Tuesday, March 16, 2010

Texas textbook standards wrangling

This bit from the fight over whose narrative goes into the state's history textbooks is an example of why we're having this fight in the first place.

It also approved an amendment that deletes a requirement that sociology students “explain how institutional racism is evident in American society.”


Language like that is just an attempt to fit students for liberal hairshirts.

Require them to study if institutional racism is evident in American society? A worthy thought experiment.
How institutional racism was evident in American society? Fine.
How institutional racism is evident in American history? Of course.

But presenting the students with the conclusion, and requiring them to argue their way to it, is underhanded. I fully understand the feelings of the parents who refuse to let their children be indicted with that kind of original sin.

Monday, March 15, 2010

Playing with fire, or putting out the fire

Allan Bloom would weep, at the enfeeblement of spirit that this living arrangement evidences.

Mixed-gender dorm rooms are gaining acceptance

Their room, which shares a tiny bathroom with two men next door, has the usual collegiate trappings of beer bottles and political posters. The only unusual sight is women's clothes in one closet and men's in another.

The pair seem to have a warm brotherly-sisterly friendship and, while they try to be respectful, they say they are not inhibited about being in underwear or even nude while changing clothes in the room. They insist their living situation does not interfere with romantic relationships with other people. And although they have not been teased on campus, they face curious questions from relatives and friends.

"I definitely think it's generational," said Eland, 20, of Seattle. "For my grandparents, living with someone of the opposite sex, if he is not your serious boyfriend or husband or brother, would be very strange."


Men and women are equal because they are not different anymore.
-- Eric Hoffer

Thursday, March 11, 2010

Filth masquerading as news, from a toad masquerading as a man

A couple of years ago, about two hours up the interstate from me, a young hiker was abducted and murdered. Her killer was caught, convicted & is serving life.

Now Larry Flynt wants to get the crime scene photos of her, to run in his publication under the guise of a news story. The courts and the GBI are fighting the porn king's FOI requests, but may not succeed. If they lose, I hope some intern goes into the evidence files and burns the photos in the dumpster.

Wednesday, March 10, 2010

Moderate Islam: Western Ally or Western Myth?

Daniel Pipes and Wafa Sultan debated the issue at a synagogue in Canada, in a gathering organized by Friends of Simon Wiesenthal Center for Holocaust Studies. Sultan led off with a zinger:

I am used to debating with a Muslim imam, not with a dear friend like Dr. Pipes. The best part of our debate is, I know for sure at the end of this debate, he's not going to call me kaffir (unbeliever) or to issue a fatwa against my life.


Pipes:

It’s incumbent upon us to help the moderates, those who want to integrate, who want to be patriotic citizens, who want to live under our system, our beliefs and customs, rather than according to the Shari’a.... We need to encourage them, we need to fund them. We need to help them, not the Islamists.


Sultan:

So what is the essence of Islam? The underlying foundation of Islam is to rule the world and submit it under Islamic Shari’a. [...] Many in the West argue that these accounts should be viewed in the context of history, that life then was cruel and that the Bible is also rooted in violent stories.... While other religions have had their share of violent history, theirs are merely history stories that happened in the past. On the other hand, Islam is a doctrine codified in Shari’a law for Muslims to follow at all times.

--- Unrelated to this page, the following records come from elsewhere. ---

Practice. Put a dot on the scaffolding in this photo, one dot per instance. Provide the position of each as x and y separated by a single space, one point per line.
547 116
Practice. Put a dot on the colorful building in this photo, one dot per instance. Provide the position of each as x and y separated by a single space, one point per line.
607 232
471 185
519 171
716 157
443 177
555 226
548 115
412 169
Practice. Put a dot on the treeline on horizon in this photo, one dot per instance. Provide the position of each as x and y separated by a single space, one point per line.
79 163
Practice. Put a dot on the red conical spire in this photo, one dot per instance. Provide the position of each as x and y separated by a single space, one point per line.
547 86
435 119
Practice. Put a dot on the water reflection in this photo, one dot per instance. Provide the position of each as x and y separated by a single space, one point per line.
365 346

So who won? It doesn't say, although the Tribune gives the lion's share of the quotes to Sultan. Including another zinger:

Asked, “What is the closest, best role model of the Islamic state?” Dr. Sultan drew laughter and applause when she replied, “I say France. I mean it, because a year ago I gave a speech in France and I thought I was in the Gaza Strip. Seventy-five per cent of my audience were Muslims, shouting and cursing and going crazy, so let’s hope France will be the best role model.”

Tuesday, March 09, 2010

Adam Smith's On The Wealth Of Nations

On this date in 1776, Adam Smith's On The Wealth Of Nations was published. Back during the days of the free market in our nation, it was a very influential book. If it's too forbidding a tome for you, you may enjoy P.J. O'Rourke's introduction to it, from a few years ago. Here are some fair-use quotes:


Leftist critics of free markets assume that there is a fraudulent aspect to capitalism. They're right. We tricked the feudal powers into setting us free, and we remained free by continuing to bamboozle them. We used chicanery and sharp dealing to found our cities, become rich bourgeoisie, and supply ourselves with creature comforts. We left the barbarian aristocrats in their drafty castles throwing chicken bones on the floor.

----------
Later economists, such as, in the early nineteenth century, J. B. Say, felt that Smith undervalued the economic contributions of service. And he did. The eighteenth century had servants, not a service economy. It was hard for a man of that era to believe that the semi-inebriated footman and the blowsy scullery maid would evolve into, well, the stoned pizza delivery boy and the girl behind the checkout counter with an earring in her tongue.
-----------
Smith emphasized the "private frugality and good conduct of individuals" and "their universal, continual, and uninterrupted effort to better their own condition." He argued that it was "this effort, protected by law and allowed by liberty...which has maintained the progress of England towards opulence and improvement." But since England "has never been blessed with a very parsimonious government...[it] is the highest impertinence and presumption, therefore, in kings and ministers, to pretend to watch over the economy of private people."
--------------
Before totalitarianism had ever been tried, Adam Smith was prescient in his scorn for it:
"The man of system [...] is apt to be very wise in his own conceit; and is often so enamoured with the supposed beauty of his own ideal plan of government, that he cannot suffer the smallest deviation from any part of it.[...] He seems to imagine that he can arrange the different members of a great society with as much ease as the hand arranges the different pieces upon a chess-board."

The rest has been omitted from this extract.